L’année 2026 s’ouvre pour le Mali sur une certitude gravée dans le marbre : la Transition n'est plus une simple parenthèse, mais le socle d’un État nouveau.
Dans son adresse solennelle à la Nation le 31 décembre 2025, le Général d’Armée Assimi GOÏTA a défini les contours d’une «souveraineté irréversible». Ce cap, bien que semé d’embûches, est porté par une sérénité gouvernementale qui déroute les adversaires les plus acharnés. Le chef de l’État a campé le décor pour 2026 : «Notre marche vers la souveraineté pleine et entière est désormais un processus irréversible. Le Mali de 2026 ne regarde plus en arrière ; il construit son futur sur le socle de la dignité et de l'honneur retrouvé».
L’année 2026 marque l’an 1 de la consolidation définitive. Bamako s’érige en épicentre d’une révolution sahélienne qui défie les vieux paradigmes. La diplomatie malienne s’articule désormais autour du principe de réciprocité stricte. L'axe Bamako-Moscou-Pékin-Ankara s'est solidifié, transformant le rêve d'un Sahel prospère en un espace hors influences.
La Confédération de l’Alliance des États du Sahel (AES) n'est plus seulement un pacte de défense, c'est une architecture institutionnelle visant à empêcher l'éclatement de cet espace vital. La mutualisation des renseignements et l'appui mutuel (notamment par l'usage transfrontalier des drones) déroutent les groupes armés terroristes.
Le Mali dispose désormais d’un outil de combat entièrement rénové. Cette montée en puissance repose sur une révolution doctrinale : l'intégration massive de drones de dernière génération et le passage à des unités légères, ultra-mobiles et lourdement armées.

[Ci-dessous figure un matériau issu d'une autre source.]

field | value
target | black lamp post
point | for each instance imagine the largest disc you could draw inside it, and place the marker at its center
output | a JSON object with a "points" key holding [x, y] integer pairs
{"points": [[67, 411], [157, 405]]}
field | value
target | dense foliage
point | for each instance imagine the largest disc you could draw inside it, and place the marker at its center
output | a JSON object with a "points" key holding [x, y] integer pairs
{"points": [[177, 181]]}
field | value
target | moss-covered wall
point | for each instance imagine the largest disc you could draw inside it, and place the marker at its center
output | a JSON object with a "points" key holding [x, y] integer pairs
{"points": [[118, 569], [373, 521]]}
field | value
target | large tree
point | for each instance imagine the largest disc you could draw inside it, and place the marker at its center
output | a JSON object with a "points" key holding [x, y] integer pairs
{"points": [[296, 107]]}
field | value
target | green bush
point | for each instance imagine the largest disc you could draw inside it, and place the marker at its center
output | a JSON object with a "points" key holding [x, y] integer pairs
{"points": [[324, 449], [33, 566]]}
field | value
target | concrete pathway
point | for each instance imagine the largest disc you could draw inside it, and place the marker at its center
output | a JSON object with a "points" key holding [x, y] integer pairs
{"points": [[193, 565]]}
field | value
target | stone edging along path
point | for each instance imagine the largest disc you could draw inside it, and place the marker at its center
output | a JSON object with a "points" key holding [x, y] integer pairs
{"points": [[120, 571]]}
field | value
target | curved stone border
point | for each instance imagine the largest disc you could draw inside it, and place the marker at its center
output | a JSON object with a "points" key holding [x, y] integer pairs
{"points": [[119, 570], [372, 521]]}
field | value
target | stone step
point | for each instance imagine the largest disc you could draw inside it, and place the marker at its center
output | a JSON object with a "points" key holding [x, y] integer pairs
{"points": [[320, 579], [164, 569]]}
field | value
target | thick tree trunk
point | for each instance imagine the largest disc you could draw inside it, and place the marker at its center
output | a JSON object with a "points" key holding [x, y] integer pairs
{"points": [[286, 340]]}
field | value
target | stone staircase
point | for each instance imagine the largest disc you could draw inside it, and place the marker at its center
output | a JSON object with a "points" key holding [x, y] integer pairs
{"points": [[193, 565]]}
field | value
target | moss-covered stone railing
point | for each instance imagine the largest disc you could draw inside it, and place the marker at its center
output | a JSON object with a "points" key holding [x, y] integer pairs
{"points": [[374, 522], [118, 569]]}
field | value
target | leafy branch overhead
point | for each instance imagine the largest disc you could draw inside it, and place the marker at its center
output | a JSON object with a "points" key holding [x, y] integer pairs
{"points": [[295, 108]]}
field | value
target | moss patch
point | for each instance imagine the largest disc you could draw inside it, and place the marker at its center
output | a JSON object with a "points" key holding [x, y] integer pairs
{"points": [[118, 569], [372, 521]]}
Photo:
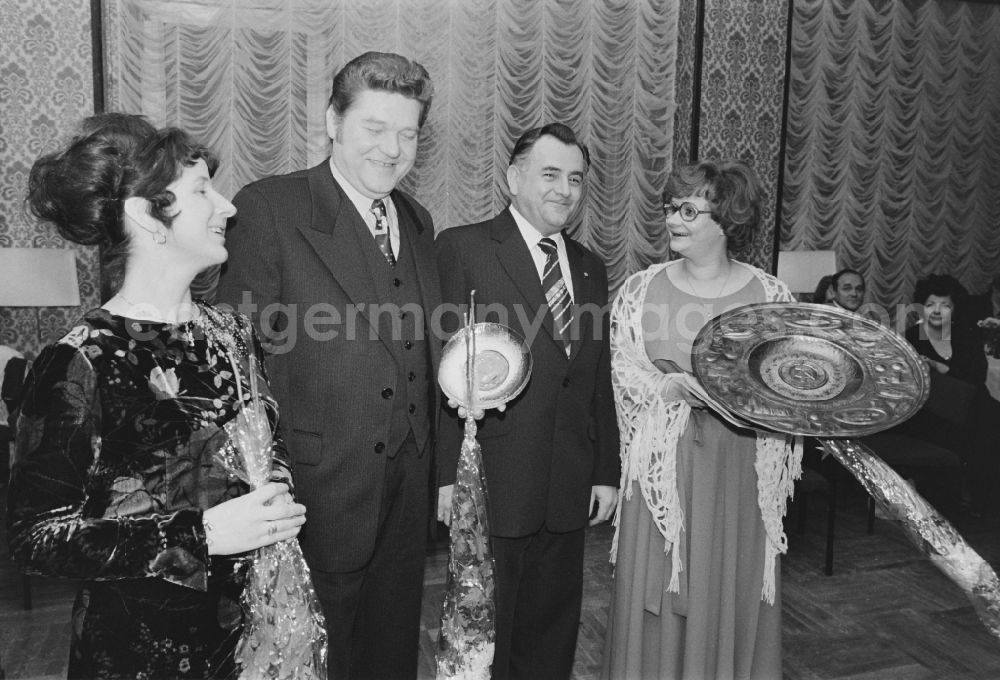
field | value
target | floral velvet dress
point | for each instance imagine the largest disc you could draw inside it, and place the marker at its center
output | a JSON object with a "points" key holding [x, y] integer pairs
{"points": [[121, 446]]}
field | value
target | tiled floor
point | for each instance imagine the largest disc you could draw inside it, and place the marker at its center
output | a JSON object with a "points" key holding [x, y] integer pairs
{"points": [[886, 613]]}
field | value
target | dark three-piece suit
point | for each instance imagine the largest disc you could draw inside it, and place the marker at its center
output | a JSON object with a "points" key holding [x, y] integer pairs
{"points": [[352, 366]]}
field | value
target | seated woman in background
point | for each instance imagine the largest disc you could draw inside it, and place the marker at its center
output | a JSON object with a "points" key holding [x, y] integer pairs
{"points": [[117, 477], [950, 346], [953, 347]]}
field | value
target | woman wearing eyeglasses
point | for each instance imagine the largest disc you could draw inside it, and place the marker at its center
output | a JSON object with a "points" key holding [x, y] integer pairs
{"points": [[125, 473], [696, 591]]}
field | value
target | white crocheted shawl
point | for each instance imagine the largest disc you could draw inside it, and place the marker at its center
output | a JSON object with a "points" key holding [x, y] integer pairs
{"points": [[650, 427]]}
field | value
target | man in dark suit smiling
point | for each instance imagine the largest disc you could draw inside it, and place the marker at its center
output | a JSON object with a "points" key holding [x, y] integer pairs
{"points": [[336, 266], [552, 456]]}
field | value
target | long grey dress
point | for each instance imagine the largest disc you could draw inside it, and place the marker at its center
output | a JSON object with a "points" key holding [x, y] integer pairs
{"points": [[717, 626]]}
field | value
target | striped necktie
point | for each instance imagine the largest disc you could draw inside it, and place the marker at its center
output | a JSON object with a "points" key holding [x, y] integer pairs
{"points": [[382, 231], [556, 294]]}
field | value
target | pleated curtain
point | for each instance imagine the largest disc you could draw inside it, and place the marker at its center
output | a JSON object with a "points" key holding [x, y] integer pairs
{"points": [[251, 79]]}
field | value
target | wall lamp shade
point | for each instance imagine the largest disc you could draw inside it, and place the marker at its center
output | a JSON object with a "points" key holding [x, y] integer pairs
{"points": [[38, 277], [802, 269]]}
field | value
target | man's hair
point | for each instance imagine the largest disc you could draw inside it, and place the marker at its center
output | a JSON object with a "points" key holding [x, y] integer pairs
{"points": [[382, 71], [523, 146]]}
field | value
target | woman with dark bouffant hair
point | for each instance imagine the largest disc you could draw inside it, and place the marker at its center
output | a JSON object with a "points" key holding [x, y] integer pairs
{"points": [[696, 589], [942, 336], [119, 476]]}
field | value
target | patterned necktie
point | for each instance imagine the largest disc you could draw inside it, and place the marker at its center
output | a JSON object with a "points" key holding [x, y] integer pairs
{"points": [[382, 231], [556, 294]]}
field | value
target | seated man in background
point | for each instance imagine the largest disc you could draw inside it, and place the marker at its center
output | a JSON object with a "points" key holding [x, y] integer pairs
{"points": [[848, 289]]}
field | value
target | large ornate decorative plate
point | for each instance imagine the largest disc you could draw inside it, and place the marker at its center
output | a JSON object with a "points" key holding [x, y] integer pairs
{"points": [[502, 365], [809, 369]]}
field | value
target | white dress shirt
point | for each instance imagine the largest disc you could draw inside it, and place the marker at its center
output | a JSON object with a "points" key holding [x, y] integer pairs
{"points": [[531, 237]]}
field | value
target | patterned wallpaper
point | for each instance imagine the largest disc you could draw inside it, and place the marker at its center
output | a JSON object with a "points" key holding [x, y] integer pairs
{"points": [[46, 87], [742, 94]]}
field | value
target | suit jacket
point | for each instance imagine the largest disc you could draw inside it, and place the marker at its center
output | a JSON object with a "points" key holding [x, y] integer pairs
{"points": [[559, 437], [296, 255]]}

Face aux Groupes Armés Terroristes (GAT), perçus comme les bras armés de «postes de commandement opérationnels extérieurs», les FAMa opposent une riposte chirurgicale. L’objectif est double : la sanctuarisation des populations et la protection des flux économiques contre le sabotage des infrastructures vitales. «Nos forces de défense et de sécurité sont aujourd'hui le bouclier impénétrable de la Nation. Elles ne se contentent plus de réagir ; elles anticipent et neutralisent les menaces jusque dans leurs derniers retranchements», a informé le président.
La persistance de la pénurie de carburant est analysée comme une stratégie de siège visant à briser le contrat social. La réponse du gouvernement est la résilience stratégique. Tactique d'abord avec la militarisation des flux logistiques et les escortes permanentes des convois. Ensuite stratégique avec l'accélération de l'interconnexion au sein de l'AES (pétrole nigérien) et le lancement du projet "Mali Solaire 2026" pour transformer l'avantage géographique en indépendance électrique.
De l’économie d’extraction à la transformation
La souveraineté politique est une illusion sans souveraineté économique. Le Mali passe à l’offensive sur le front des matières premières.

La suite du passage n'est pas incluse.